In a paper published in the journal Sage, a team of researchers used the Warwick coronavirus disease 2019 (COVID-19) model, calibrated it to the available public health data streams, and estimated epidemiological quantities such as the effective reproduction number (R) during the first wave of COVID-19 cases in the UK between March–June 2020.
R is a time-varying measure of the average number of secondary cases per infectious case in a population of both susceptible and non-susceptible hosts, whereas the basic reproduction number (R0) measures the average number of secondary infections in a population of susceptible hosts only. R is a significant factor while developing the preliminary understanding of key epidemiological characteristics for a newly emergent infectious disease such as COVID-19.
About the study
In the present study, the researchers used the University of Warwick Susceptible Exposed Infectious Recovered (SEIR)-type model which utilized epidemiological data from the seven National Health Services regions in England, including the East of England, London, the Midlands, the North East, Yorkshire, the North West, the South East, and the South West, and three countries - Northern Ireland, Scotland, and Wales. The study duration was March to June 2020, wherein the period from May to June corresponded to the first wave of the COVID-19 outbreak.
The study model incorporated multiple layers of heterogeneity and accounted for population stratified into five-year age bracket and symptomatic and asymptomatic severe acute respiratory syndrome coronavirus 2 (SARS-CoV-2) transmission to simulate the spread of SARS-CoV-2 within the UK.
The Warwick model estimated R, such that when R is below one, it indicates that the epidemic is exponentially declining, and there is scope for relaxation of intervention measures. However, as the value of R approaches one, relaxing the intervention measures may lead to an increase in COVID-19 cases again.

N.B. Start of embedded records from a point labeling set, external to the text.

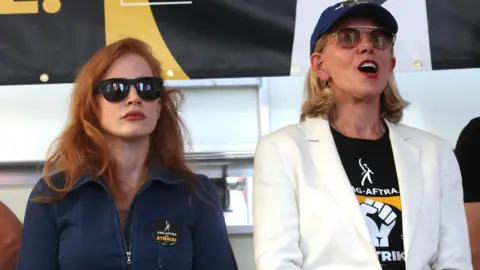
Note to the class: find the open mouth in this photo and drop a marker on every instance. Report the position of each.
(368, 67)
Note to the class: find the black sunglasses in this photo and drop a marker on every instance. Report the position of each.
(351, 36)
(117, 89)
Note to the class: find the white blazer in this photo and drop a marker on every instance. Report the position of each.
(306, 215)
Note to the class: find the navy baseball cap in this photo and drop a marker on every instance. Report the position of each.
(335, 13)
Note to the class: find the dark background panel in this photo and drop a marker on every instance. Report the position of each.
(240, 38)
(55, 44)
(454, 33)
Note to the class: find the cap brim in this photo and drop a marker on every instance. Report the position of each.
(381, 16)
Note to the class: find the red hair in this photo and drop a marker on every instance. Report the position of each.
(82, 148)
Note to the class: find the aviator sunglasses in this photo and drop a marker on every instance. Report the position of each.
(350, 37)
(117, 89)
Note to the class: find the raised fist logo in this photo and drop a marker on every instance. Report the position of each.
(380, 220)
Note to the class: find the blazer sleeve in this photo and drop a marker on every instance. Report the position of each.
(275, 211)
(212, 249)
(39, 242)
(454, 247)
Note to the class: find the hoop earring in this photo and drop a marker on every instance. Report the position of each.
(327, 90)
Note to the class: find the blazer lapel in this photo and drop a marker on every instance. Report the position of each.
(407, 163)
(329, 166)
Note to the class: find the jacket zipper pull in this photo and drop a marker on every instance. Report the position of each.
(129, 257)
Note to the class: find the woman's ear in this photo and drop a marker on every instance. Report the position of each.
(317, 64)
(394, 62)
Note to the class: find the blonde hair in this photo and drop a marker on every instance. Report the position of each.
(319, 102)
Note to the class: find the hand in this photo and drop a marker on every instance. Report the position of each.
(379, 232)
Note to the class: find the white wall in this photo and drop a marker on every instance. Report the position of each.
(227, 119)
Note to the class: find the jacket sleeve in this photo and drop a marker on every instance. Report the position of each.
(275, 214)
(11, 229)
(453, 247)
(212, 249)
(39, 244)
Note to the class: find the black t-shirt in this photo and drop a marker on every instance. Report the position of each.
(370, 167)
(467, 151)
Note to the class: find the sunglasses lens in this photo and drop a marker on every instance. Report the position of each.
(348, 37)
(381, 38)
(114, 91)
(149, 88)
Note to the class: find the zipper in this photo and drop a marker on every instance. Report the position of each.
(128, 249)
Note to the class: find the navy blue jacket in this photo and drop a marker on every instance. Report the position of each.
(168, 227)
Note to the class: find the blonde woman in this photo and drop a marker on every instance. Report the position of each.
(350, 187)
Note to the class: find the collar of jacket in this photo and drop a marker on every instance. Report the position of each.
(156, 173)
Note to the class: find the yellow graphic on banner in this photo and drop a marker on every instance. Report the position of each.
(28, 7)
(139, 22)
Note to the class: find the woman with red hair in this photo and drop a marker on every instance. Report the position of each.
(116, 192)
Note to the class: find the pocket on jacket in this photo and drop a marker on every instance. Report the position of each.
(177, 256)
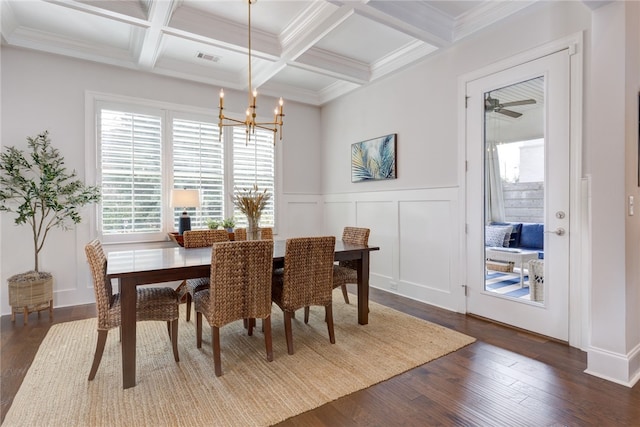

The study model was based on a large set of coupled ordinary differential equations (ODEs) and employed the evolving Markov Chain Monte Carlo (MCMC) inference scheme for calibrating with the available health care, mortality, and serological data streams. MCMC methodologies were a suitable choice for inferring parameters in the modeled framework as they allowed quick evaluation of the likelihood function to make the study approach feasible. Last, they represented the modeled quantities through Poisson or Binomial distribution, centered around the solution of the ODEs.
Researchers used multiple datasets in a Bayesian framework to minimize biases and delays to convert infection estimates for COVID-19 into public health measurable quantities that could be compared to data such as hospital admissions, ICU admissions, hospital beds occupied, ICU beds occupied, number of deaths, and seropositivity rates.
On a daily basis, the growth rate, r, defined as the rate of exponential growth (r>0) or decay (r<0) was calculated using a deterministic set of ODEs. The estimates showed returning average growth rates of 0.21 (doubling every 3.4 days), 0.06 (halving every 11.5 days), and 0.02 (halving every 34 days) during pre-lockdown, strict-lockdown, and relaxed-lockdown phases, respectively.
The early predictions were pessimistic about the reduction in COVID-19 infections that would be generated by the lockdown. However, the model framework evolved as more data streams became available (i.e., as the COVID-19 outbreak progressed) to provide more accurate estimations of epidemiological parameters.
The three-week short-term prediction period for each region changed over time and incorporated the effects of social distancing within the model framework. A comparison of short-term predictions and data over time also demonstrated an observable decline in the error – suggesting that the study model and inference methods had improved. Therefore, especially after the peak, predictions were far more accurate and did not overestimate future hospital admissions in London. Further, the error in the prediction dropped over time from very high values for simulations in early April 2020 to values in late May and June 2020.
To summarize, the study emphasized how crucial it is to constantly supplement epidemiological models with data in real-time (health care, mortality, and serological data) for effective capturing of parameters to inform scientific decisions of controlling fatal disease outbreaks, such as COVID-19. The authors also emphasized the importance of conveying the uncertainty in the parameters governing the COVID-19 transmission dynamics, as in absence of that, policymakers will miss relevant information and may assume a false sense of precision.
In addition, the work highlighted the challenges with predicting a COVID-19 outbreak in a rapidly changing environment. Any statistical model inevitably takes time to respond and detect real-world changes, thereby delaying the predictions. Thus, having the necessary set of models supported by efficient inference techniques and data processing mechanisms is the key when rapid and robust predictive results are needed to inform policymakers during a COVID-19 outbreak.